The impossible diamond drill hole

Here’s a geological mystery. The impossible diamond drill hole - a drill hole drilled where no hole could possibly be drilled. I can offer no really satisfactory explanation, although there must of course be one. Perhaps readers can think of one for themselves.

A few years ago I was asked to look at an epithermal gold prospect in a young magmatic arc.  The prospect, called Twin Hills[1] , consisted of two adjacent flat-topped hills capped by a horizontal sheet of layered siliceous sinter 3 to 5 meters thick.  The sinter was the result of former hot-spring activity in a volcanic area.  Chip sampling had yielded anomalous low-level gold values in the outcropping sinter.  In drill core the sinter looked like this:

CSD03@21m 0.5gt Au sinter cut by hydro bc then by qtz vein IMG_0096

Siliceous sinter seen in HQ core

A map of the prospect is shown below.

001

 Geological map of the Twin Hills Prospect

The edge of the sinter formed a rocky scarp around the edge of each hill (coloured blue on the map).

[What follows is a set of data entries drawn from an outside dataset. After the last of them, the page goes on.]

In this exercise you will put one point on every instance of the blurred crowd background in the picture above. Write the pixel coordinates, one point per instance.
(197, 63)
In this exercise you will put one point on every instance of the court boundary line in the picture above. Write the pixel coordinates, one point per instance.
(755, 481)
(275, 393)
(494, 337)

The flat-lying ground surrounding the hills was a boulder field of large blocks of sinter that had broken from the scarp and rolled down the precipitous sides of the hills. An abandoned coconut plantation choked with dense secondary tropical growth covered the ground.  It looked like this:

Awi silic brecia oc IMG_0084

Siliceous boulders fallen from the scarp

Several angle DD holes had been drilled by the company to test for a potential gold bearing, steep- dipping feeder zone below the sinter. The position of one of these holes is shown on the map. The hole was certainly drilled and completed a few months before my visit.  I saw the core and checked the hole collar in the field (see my photograph, below). I got the impression that the project geologists had never visited the site either during or after drilling. The abandoned site is however a model of good drill-site housekeeping:  the collar nicely sealed and capped and concreted in.  The hole number is etched on the polythene stand pipe and painted on to a handy adjacent rock. 

But wait – that can’t be right…

Batu 2008 DD collar with fallen sinter boulder IMG_0073

The impossible diamond drill hole 

There is a 20 tonne sinter boulder sitting immediately behind the collar!

There is no way this hole could have been drilled in this position. Therefore the boulder must have arrived after the hole was drilled.  But how could a boulder, that must have been derived from the overhanging scarp that lies to the right of the frame (the direction in which the hole was drilled, see map) have positioned itself behind the collar without destroying the collar or even leaving some mark of its passage? On the face of it, the boulder must have arrived here very recently, but it is covered in creepers and appears to have skipped over an ancient fallen log?  Let us see…

My first thought was that someone had deliberately placed the boulder in this position – perhaps as a practical joke or to make an environmental protest about exploration activities. But that could hardly be right. In this remote part of the world anti-development Green activists are (thankfully) virtually non-existent and in any case moving a boulder this size would require heavy tracked machinery and there was certainly none of those available either at this remote site.

Maybe the boulder, shaken from the overhanging cliff by some earthquake, rolled down the hill, slowing as it went, just missing the collar, before coming to a stop immediately behind it, and then, with its last few kilojoules of kinetic energy, collapsing sideways to neatly position itself behind the plastic stand pipe.

Maybe then, over the next few weeks, heavy rain and burst of plant growth covered up the scars from the passage of the boulder.  In this environment, secondary growth can be rapid.

Maybe then a survey team, sent out to locate and mark the collars of completed holes, arrived and found the side of the massive boulder a handy place to paint the drill hole number.

But there are too many “maybes” in the above argument and they add up to one very unlikely scenario.

So here is another explanation: the drillers (or a site rehabilitation crew) returned to the scene a few weeks after hole completion in order to cement in the hole collar,  but were unable to find it again because it was (guess what?)  – now covered by a large rock.  Not deterred, they decided to play a practical joke on the geologists – cementing in a new dummy drill hole collar as close to the rock as possible, but where no hole could ever have been drilled, and standing back to see if anyone ever noticed?

I dunno. Could be. The facts are as I have stated and illustrated. You now have all the evidence that I have. What do you think?



[1] Not its real name, but nothing else in this story is changed.